No constructive dismissal under Ontario ESA. Ontario took additional measures to help struggling employers faced with laying off staff. It passed a regulation under the Employment Standards Act, 2000 (ESA) that amended layoff and constructive dismissal rules. The regulation defined a “COVID-19 period” that runs from March 1, 2020 to July 3, 2021 during which employers are protected from claims of constructive dismissal under the ESA and claims related to temporary layoffs.

New leaves of absence. Another response to the pandemic by governments was to introduce emergency job-protected leave for employees who couldn’t work for reasons related to the pandemic, such as a lockdown from a state of emergency or contracting COVID-19 and having to isolate for two weeks.

Mandatory COVID-19 testing. In a December decision that had some parallels to the workplace drug testing debate, an Ontario retirement home’s requirement that its employees get tested for COVID-19 every two weeks in order to work was upheld by an arbitrator, who said that the intrusion on employee privacy that such testing imposed was reasonable when the objective was to prevent the spread of the infection to vulnerable patients. This decision could enter the conversation as employers consider vaccination requirements for employees in 2021. See Caressant Care Nursing & Retirement Homes v. Christian Labour Association of Canada v. 2020 CanLII 100531.

There were a few developments in 2020 that would be near the top of the list in any year where a pandemic didn’t rewrite the script for employers:

Medical marijuana, safety sensitive jobs, and accommodation. In an interesting case out of Newfoundland and Labrador, an arbitrator found that an employer could not accommodate a worker who used medical cannabis after work in a safety sensitive position without undue hardship because available testing couldn’t determine level of impairment. The province’s Supreme Court agreed, but the Court of Appeal didn’t, finding that the employer didn’t conduct an assessment on whether there was any way that the worker could perform the work safely. This reinforced the idea that employers have to prove they explored accommodation options before determining they can’t accommodate. See International Brotherhood of Electrical Workers, Local 1620 v. Lower Churchill Transmission Construction Employers’ Association Inc., 2020 NLCA 20.

Unenforceable termination clauses. There have been many decisions on the enforceability of termination clauses and it’s been established that employers have to be careful with the wording, because it doesn’t take much to invalidate them. In June, the Ontario Court of Appeal struck down a termination clause because one single part — providing for a with-cause termination — would have violated the employee’s rights under the Ontario ESA. The court ruled that this one illegal provision made the entire clause unenforceable, adding that even a severability clause stating that any individual section that is voided won’t affect the rest of the clause, can’t be used to save it. See Waksdale v. Swegon North America Inc., 2020 ONCA 391.

Ongoing sexual harassment. An Ontario worker was awarded $170,000 in damages from her supervisor, who coerced her into sexual activity at work on multiple occasions. The harassment continued in a toxic pseudo-relationship outside of the workplace before and after the worker transferred to a different location.
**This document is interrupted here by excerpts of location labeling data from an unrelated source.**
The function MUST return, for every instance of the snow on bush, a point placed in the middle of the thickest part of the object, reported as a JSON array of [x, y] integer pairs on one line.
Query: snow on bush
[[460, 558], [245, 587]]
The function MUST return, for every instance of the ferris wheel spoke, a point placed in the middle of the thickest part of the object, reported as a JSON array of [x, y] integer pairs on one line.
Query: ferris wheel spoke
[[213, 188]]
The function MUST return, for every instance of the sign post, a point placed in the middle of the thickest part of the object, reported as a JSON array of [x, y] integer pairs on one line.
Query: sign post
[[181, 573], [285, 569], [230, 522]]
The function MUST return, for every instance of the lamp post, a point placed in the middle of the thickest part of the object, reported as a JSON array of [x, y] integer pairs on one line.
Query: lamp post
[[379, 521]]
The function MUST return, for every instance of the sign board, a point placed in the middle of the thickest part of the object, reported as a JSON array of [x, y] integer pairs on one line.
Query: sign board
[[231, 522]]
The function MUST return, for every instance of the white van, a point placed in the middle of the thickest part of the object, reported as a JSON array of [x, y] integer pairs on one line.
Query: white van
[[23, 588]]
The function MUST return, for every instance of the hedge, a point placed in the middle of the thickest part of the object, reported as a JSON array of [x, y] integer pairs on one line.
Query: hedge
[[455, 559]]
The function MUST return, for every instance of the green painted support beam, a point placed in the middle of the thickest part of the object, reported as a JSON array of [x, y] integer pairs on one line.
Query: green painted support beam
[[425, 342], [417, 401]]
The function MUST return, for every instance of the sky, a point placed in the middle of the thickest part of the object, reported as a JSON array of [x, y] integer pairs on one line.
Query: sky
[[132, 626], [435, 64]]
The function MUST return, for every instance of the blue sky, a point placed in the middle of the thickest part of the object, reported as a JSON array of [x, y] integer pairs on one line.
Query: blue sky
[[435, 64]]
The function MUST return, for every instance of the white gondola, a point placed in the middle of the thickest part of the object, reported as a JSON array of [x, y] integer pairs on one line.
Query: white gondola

The harasser was the worker’s supervisor and threatened her with dismissal, frequently mentioning how much power and influence he had with he employer. The worker, who enjoyed the duties of her job and was a single parent, was in “a state of fearful compliance” that was not “true consent,” said the Ontario Human Rights Tribunal. See NK v. Botuik, 2020 HRTO 345.

The above represent a few of the notable developments in employment and labour law in 2020, and they weren’t all about COVID-19. Which one was the most significant? Well, as is often said in employment law, it depends. Each development can affect employers and workers in different industries, businesses, and circumstances differently. But they all play a role in shaping the employment and labour law landscape as we move forward in 2021.